Dengan mengingat ketentuan-ketentuan dalam pasal 1 dan 2 pelaksanaan hak ulayat dan hak-hak yang serupa itu dari masyarakat-masyarakat hukum adat, sepanjang menurut kenyataannya. masih ada, harus sedemikian rupa sehingga sesuai dengan kepentingan nasional dan Negara, yang berdasarkan atas persatuan bangsa serta tidak boleh bertentangan dengan Undang-undang dan peraturan-peraturan lain yang lebih tinggi.
Analisis: menurut kami pasal 3 UUPA ini tidak membutuhkan PP atau peraturan lainnya, karena apa yang terkandung dalam pasal 3 ini sudah jelas.

Pasal 4.
(1) Atas dasar hak menguasai dari Negara sebagai yang dimaksud dalam pasal 2 ditentukan adanya macam-macam hak atas permukaan bumi, yang disebut tanah, yang dapat diberikan kepada dan dipunyai oleh orang-orang, baik sendiri maupun bersama-sama dengan orang-orang lain serta badan-badan hukum.
(2) Hak-hak atas tanah yang dimaksud dalam ayat (1) pasal ini memberi wewenang untuk mempergunakan tanah yang bersangkutan,demikian pula tubuh bumi dan air serta ruang yang ada diatasnya, sekedar diperlukan untuk kepentingan yang langsung berhubungan dengan penggunaan tanah itu dalam batas-batas menurut Undang-undang ini dan peraturan-peraturan hukum lain yang lebih tinggi.
(3) Selain hak-hak atas tanah sebagai yang dimaksud dalam ayat (1)
pasal ini ditentukan pula hak-hak atas air dan ruang angkasa.
Menurut kami ketentuan pada Pasal 4 ayat 2  masih membutuhkan Peraturan yang lebih lanjut untuk melaksanakannya, adapun peraturan-peraturan tentang hak menguasai Negara ini adalah:
1.         UU no. 11 tahun 1967 tentang Ketentuan-ketentuan pokok Pertambangan pada pasal 1 ayat 1 yang mengatur mengenai penguasaan bahan galian
2.         UU no. 3 tahun 1972 tentang ketentuan-ketentuan Pokok Transmigrasi
3.         UU no. 11 tahun 1974 tentang Pengairan
4.         UU no. 23 tahun 1997 tentang Penataan Lingkungan Hidup
5.         UU no. 22 tahun 2001 tentang Minyak dan Gas Bumi
6.         UU no. 25 tahun 2007 tentang Penanaman Modal

Pasal 5.
Hukum agraria yang berlaku atas bumi, air dan ruang angkasa ialah hukum adat, sepanjang tidak bertentangan dengan kepentingan nasional dan Negara, yang berdasarkan atas persatuan bangsa, dengan sosialisme Indonesia serta dengan peraturan-peraturan yang tercantum dalam Undang-undang ini dan dengan peraturan perundangan lainnya, segala sesuatu dengan mengindahkan unsur-unsur yang bersandar pada hukum agama.

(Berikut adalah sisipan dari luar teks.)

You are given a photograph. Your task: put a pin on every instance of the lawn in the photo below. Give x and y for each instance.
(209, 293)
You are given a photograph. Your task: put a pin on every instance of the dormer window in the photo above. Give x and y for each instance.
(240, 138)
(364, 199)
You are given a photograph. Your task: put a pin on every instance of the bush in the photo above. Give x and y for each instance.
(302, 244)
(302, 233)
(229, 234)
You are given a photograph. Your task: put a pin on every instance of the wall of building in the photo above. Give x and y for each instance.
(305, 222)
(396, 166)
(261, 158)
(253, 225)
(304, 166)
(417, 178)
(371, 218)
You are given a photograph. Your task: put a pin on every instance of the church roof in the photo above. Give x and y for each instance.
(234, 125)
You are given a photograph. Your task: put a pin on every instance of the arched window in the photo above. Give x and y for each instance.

Analisis: menurut kami hal yang terkandung pada pasal 5 sudah cukup jelas sehingga tidak membutuhkan PP atau semacamnya.
Pasal 6.
Semua hak atas tanah mempunyai fungsi sosial.

Analisis: menurut kami hal yang terkandung pada pasal 6 sudah cukup jelas sehingga tidak membutuhkan PP atau semacamnya.

Pasal 7.
Untuk tidak merugikan kepentingan umum maka pemilikan dan penguasaan tanah yang melampaui batas tidak diperkenankan.

Analisis: menurut kami hal yang terkandung pada pasal 7 sudah cukup jelas sehingga tidak membutuhkan PP atau semacamnya.

Pasal 8.
Atas dasar hak menguasai dari Negara sebagai yang dimaksud dalam
pasal 2 diatur pengambilan kekayaan alam yang terkandung dalam bumi, air dan ruang angkasa.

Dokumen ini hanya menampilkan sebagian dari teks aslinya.